One later this week in the 800 free is a gimme. The United States is favored in the 4×200-meter freestyle relay, which Ledecky will anchor. And her fifth medal of Rio – she won a silver in the 4×100 free relay – could come in the 200-meter freestyle, in which she’ll face off against Swedish sprinter Sarah Sjostrom, who won the 100-meter butterfly gold Sunday night.

“The last five years,” Sjostrom said, “there has been so much progress. … Someone will always swim faster and break the world record because swimming is still going to improve a lot.”

Just as Phelps’ dominance forced other men to take a similar leap forward, Ledecky could be doing the same for women. It was one thing to see her so far ahead of the other women in the race. (Calling them competitors would be a misnomer.) It was another for Ledecky to turn on the turbo boosters over the final 50 meters and swim the split in 28.92 seconds, the fastest of anyone in the race by nearly half a second.

[Related photos: Michael Phelps with each of his Olympic medals]

“Part of you is in awe,” Smith said, “and part of you is trying to catch up to her.”

The awe part is about 99 percent, because the chances of anyone catching Ledecky were infinitesimal. Over the last month, as Smith trained with Ledecky, she said: “The times that she put up in practice make me look like I’m going to go, like, five minutes.” No other woman had cracked the 4-minute mark without the assistance of a performance-enhancing swimsuit, and Ledecky’s previous world record of 3:58.37 came when she was in high school. Ledecky is off to Stanford this fall, far more mature, records but constructs for her to shatter.

“This is just the beginning,” Smith said. “She has a lot more in her career.”

And that’s what’s scary. Swimming can be a brutal sport. The time and commitment are staggering, the burnout rate palpable. Primes can be short, which is why as easy as it is to look at 2020 or 2024 or beyond, guaranteeing anything for Ledecky is foolhardy.

Still, it’s tempting. Ledecky was winning high-level races before puberty, and her ability to weather the vagaries of the sport are indeed impressive. On Sunday, she stared down an event she was supposed to win and did so in extraordinary fashion.

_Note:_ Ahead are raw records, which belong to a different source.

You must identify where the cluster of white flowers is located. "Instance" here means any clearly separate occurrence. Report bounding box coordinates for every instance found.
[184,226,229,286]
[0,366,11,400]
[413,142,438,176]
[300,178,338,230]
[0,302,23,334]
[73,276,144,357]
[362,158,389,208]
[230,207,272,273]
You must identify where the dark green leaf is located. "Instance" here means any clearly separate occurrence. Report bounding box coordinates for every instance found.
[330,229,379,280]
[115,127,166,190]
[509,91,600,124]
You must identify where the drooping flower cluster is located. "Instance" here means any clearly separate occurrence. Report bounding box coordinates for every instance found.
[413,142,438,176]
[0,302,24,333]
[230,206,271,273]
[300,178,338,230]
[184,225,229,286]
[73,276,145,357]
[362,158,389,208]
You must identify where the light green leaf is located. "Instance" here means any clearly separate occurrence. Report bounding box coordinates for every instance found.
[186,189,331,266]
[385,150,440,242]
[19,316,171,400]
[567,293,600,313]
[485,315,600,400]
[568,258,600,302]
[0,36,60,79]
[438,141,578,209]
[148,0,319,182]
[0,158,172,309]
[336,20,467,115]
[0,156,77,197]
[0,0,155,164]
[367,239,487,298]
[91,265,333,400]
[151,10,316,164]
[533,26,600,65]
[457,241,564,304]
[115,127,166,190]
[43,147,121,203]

In the race with the yellow line of her past, she kicked it into the dustbin.

When Ledecky saw the 56, she said, she felt nothing but “pure happiness.” The feeling accompanied her all the way to the medal stand, where Ledecky stepped atop the podium and placed her hand over heart for the “Star-Spangled Banner,” red hair vaguely similar in color to the ore hanging from her neck. She stood alone. Just her, a gold medal and history.